Morgan Lange: No one quite understood why, in college, I double-majored in Ecology and Spanish. At the time it wasn’t immediately obvious how I would find a future utilizing both. Now living most of the year in Merida, Yucatan, I am Create Plenty’s International Plastic Quilt Project coordinator in Mexico. I have found the Quilt Project to be ideal in many ways to achieve the goals of educating the public, involving them directly in taking action, blending the importance of each person’s individual voice with the power of the collective, and inspiring real and enduring change with regards to the consumption of goods and the subsequent production of waste.
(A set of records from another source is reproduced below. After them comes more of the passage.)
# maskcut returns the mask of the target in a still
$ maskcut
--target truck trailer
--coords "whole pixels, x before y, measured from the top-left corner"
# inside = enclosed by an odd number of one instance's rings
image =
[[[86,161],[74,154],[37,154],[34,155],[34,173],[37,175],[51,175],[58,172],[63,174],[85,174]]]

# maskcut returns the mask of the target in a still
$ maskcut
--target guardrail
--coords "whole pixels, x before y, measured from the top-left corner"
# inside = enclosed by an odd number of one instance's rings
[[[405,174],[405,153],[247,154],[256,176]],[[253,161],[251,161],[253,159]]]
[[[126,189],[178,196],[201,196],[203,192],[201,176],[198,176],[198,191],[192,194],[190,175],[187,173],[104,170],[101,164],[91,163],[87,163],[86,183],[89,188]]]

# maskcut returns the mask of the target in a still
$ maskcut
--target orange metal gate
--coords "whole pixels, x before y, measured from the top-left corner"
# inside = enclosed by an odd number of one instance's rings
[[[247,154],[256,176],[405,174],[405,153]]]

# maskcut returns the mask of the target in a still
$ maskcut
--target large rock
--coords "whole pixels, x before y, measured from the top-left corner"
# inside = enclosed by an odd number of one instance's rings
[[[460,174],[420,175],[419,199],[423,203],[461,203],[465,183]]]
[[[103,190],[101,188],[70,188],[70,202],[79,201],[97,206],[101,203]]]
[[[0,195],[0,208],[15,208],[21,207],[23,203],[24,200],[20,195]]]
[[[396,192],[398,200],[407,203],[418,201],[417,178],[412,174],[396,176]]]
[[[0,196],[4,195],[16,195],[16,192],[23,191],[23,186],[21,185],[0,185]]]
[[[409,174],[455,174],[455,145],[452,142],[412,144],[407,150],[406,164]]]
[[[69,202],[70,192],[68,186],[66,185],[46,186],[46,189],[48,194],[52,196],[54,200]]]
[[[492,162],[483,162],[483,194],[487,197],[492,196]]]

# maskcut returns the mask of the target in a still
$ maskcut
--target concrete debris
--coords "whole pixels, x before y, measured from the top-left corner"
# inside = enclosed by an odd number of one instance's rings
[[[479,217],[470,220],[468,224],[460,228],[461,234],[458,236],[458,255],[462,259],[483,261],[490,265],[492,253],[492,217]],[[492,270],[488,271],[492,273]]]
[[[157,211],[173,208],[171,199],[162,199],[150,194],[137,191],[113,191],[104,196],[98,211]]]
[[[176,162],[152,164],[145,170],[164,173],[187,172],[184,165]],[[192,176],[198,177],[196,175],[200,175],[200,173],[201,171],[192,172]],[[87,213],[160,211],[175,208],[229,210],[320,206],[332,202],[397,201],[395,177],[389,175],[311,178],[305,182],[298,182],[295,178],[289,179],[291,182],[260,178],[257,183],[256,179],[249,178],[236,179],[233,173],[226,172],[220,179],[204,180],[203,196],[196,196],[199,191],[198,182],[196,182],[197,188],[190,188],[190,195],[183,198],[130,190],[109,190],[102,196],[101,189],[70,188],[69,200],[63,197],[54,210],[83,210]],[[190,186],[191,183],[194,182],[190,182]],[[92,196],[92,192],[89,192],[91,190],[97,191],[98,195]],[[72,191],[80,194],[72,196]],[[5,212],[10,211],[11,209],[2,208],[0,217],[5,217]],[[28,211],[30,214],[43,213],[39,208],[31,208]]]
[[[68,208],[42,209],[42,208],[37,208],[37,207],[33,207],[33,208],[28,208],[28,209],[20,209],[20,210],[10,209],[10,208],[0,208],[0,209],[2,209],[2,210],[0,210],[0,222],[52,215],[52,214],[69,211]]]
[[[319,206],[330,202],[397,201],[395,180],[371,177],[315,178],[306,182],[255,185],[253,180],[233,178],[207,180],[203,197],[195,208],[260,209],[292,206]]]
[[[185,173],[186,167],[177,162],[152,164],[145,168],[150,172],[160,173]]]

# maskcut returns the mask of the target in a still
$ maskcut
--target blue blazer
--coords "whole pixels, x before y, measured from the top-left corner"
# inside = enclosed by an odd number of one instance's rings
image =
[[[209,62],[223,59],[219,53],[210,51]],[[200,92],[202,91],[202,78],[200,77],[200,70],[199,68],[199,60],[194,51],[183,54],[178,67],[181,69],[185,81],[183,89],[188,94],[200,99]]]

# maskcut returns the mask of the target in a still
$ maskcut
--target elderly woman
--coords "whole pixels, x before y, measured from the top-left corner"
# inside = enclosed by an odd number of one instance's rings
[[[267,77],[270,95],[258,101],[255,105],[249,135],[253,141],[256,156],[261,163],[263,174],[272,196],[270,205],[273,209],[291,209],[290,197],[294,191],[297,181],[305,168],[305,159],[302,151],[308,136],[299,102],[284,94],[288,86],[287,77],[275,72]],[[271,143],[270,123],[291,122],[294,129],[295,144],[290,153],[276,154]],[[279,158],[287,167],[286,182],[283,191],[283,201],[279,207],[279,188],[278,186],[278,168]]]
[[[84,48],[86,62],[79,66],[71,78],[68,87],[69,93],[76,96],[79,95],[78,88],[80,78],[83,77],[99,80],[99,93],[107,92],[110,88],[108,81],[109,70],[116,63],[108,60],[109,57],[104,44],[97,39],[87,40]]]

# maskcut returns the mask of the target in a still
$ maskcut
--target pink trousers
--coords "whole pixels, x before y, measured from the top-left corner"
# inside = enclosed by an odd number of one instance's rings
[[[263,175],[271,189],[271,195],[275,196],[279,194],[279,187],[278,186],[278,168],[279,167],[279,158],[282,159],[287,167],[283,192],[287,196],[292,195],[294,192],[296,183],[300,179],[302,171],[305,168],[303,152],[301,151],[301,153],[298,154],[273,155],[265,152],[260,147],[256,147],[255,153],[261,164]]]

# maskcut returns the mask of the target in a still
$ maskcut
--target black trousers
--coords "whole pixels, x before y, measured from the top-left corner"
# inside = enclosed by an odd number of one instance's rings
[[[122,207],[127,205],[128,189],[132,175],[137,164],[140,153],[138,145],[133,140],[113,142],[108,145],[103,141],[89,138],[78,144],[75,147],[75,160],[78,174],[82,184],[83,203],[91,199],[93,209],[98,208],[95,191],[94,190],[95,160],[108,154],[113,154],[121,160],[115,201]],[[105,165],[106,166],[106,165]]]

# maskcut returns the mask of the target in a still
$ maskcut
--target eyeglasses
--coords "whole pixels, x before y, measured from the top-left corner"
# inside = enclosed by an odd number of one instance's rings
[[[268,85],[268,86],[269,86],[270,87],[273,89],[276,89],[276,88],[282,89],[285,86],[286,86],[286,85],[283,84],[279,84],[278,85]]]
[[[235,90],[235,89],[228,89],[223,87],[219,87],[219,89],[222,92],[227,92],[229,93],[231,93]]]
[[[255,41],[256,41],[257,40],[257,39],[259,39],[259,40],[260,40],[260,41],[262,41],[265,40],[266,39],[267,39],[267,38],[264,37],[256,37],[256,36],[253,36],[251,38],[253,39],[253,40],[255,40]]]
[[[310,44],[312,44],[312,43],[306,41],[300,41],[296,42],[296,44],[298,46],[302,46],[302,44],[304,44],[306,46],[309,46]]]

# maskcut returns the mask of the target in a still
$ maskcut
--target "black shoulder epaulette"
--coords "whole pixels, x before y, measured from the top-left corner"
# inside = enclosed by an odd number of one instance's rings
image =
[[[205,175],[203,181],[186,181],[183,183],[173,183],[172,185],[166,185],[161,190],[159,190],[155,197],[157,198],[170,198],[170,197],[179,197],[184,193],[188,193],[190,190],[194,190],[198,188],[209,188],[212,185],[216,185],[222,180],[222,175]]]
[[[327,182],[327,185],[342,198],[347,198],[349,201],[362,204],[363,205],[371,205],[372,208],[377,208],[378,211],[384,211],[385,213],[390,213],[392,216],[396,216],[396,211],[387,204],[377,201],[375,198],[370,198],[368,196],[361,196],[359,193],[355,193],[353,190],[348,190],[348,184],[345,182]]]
It has been a pleasure to take this project, combine it with classes on the basic principles of ecology, and spread the word in Mexico, where education and projects like this one are in short supply. I can be reached at spanish[at]createplenty.org

Cheryl Lohrmann was convinced she had to do something about the environment after planting a tree in 5th grade, having parents who gardened and did what they could to recycle, planning an herb garden in high school, noticing plastic bags flying through the winds of Chicago, wondering where her recycling went, and reading Garbageland by Elizabeth Royte and Gone Tomorrow by Heather Rogers. She started Leave No Plastic Behind in 2007 to help others to recognize the alternatives to this forever material. In 2009 LNPB became Create Plenty and the International Plastic Quilt Project. She comes to Create Plenty after 5 years experience in the non-profit environmental and art worlds. She enjoys filmmaking, snacks, tending her garden for new ideas, and jogging around her neighborhood.